Anki - Organizational Security

Question 1

What is a policy?

Answer 1

Policy is an overall statement of intent.

Question 2

What are the main goals of a corporate security policy?

Answer 2

• To gain security awareness in the organization.
• To outline the risks, guidelines, and responsibilities.
• To demonstrate that due care and diligence has been applied.

Question 3

What are the three “mechanisms” of a security policy?

Answer 3

• Standard
• Procedure or SOP (Standard Operating Procedure)
• Guidance

Question 4

Why are an organization’s security policies important?

Answer 4

• Set the tone for employee attitudes towards security
• Set standards for completing work
• Policies may also be shared with partners/customers

Question 5

What is a “standard” when referring to security policies?

Answer 5

A standard is a measure by which to evaluate compliance with the policy.

Question 6

What is a “procedure” or “SOP” when referring to security policies?

Answer 6

A Standard Operating Procedure (SOP), is an inflexible, step-by-step listing of the actions that must be completed for any given task. Most critical tasks should be governed by SOPs.

Question 7

What is a “guidance” when referring to security policies?

Answer 7

Guidelines exist for procedures that do not have a policy or describe circumstances where it is appropriate to deviate from a specified procedure.

Question 8

What is an Interoperability Agreement?

Answer 8

An agreement between a company and any third party vendors.

Question 9

Why are Interoperability Agreements important?

Answer 9

A company is responsible for the services/actions a third party vendors might make. A security breach in their org, (e.g. data leak) is a breach of your own.
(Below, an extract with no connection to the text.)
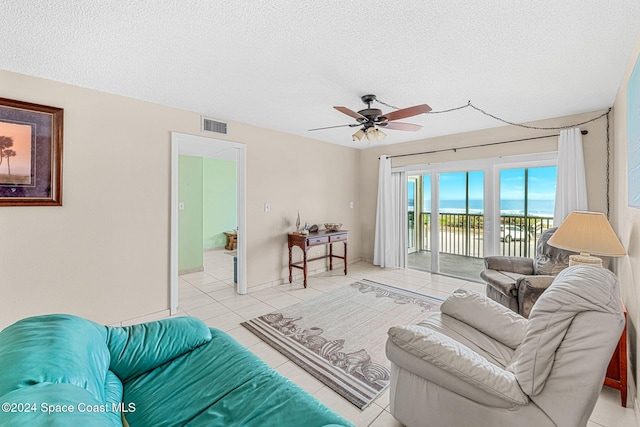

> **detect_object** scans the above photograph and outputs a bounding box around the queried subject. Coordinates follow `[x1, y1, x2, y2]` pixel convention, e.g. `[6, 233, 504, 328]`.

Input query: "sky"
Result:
[0, 122, 31, 176]
[424, 166, 556, 205]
An agreement outlines the shared duties and contractual responsibilities.

Question 10

What are the 6 common types of Interoperability Agreements?

Answer 10

1. Memorandum of understanding (MOU)
2. Memorandum of agreement (MOA)
3. Service level agreement (SLA)
4. Business partners agreement (BPA)
5. Interconnection security agreement (ISA)
6. Non-disclosure agreement (NDA)

Question 11

What is an MOU?

Answer 11

Memorandum of understanding (MOU)

• A preliminary or exploratory agreement to express an intent to work together.
• Usually informal and not binding contracts.
• MOUs usually have clauses requesting mutual confidentiality.

Question 12

What is an MOA?

Answer 12

Memorandum of agreement (MOA)

• A formal agreement (or contract)
• Outlines specific obligations.
• If one party fails to fulfill its obligations, the other party will be able to seek legal redress.

Question 13

What is an SLA?

Answer 13

Service level agreement (SLA)

- A contractual agreement setting out the detailed terms under which a service is provided.

Question 14

What is a BPA?

Answer 14

Business partners agreement (BPA)

Most common with large IT companies and their resellers and solution providers. e.g. Microsoft and Cisco.

Question 15

What is an ISA?

Answer 15

Interconnection security agreement (ISA)

• Federal agencies connecting their system with a third party must create an ISA to govern the relationship.
• An ISA sets out a security risk awareness process and commits the agency and supplier to implementing security controls.

Question 16

How does NIST define an ISA?

Answer 16

ISAs are defined by NIST’s SP800-47 as “Security Guide for Interconnecting Information Technology Systems”

Question 17

What is an NDA?

Answer 17

Non-disclosure agreement (NDA)

• Legal basis for protecting information assets
• Used between companies and employees, companies and contractors, and two companies.

Question 18

Why is data security more important in today’s world?

Answer 18

Greater volumes of data are now stored and accessed in many locations, so organizations must consider not only the physical access to data storage systems, but also the devices that access them.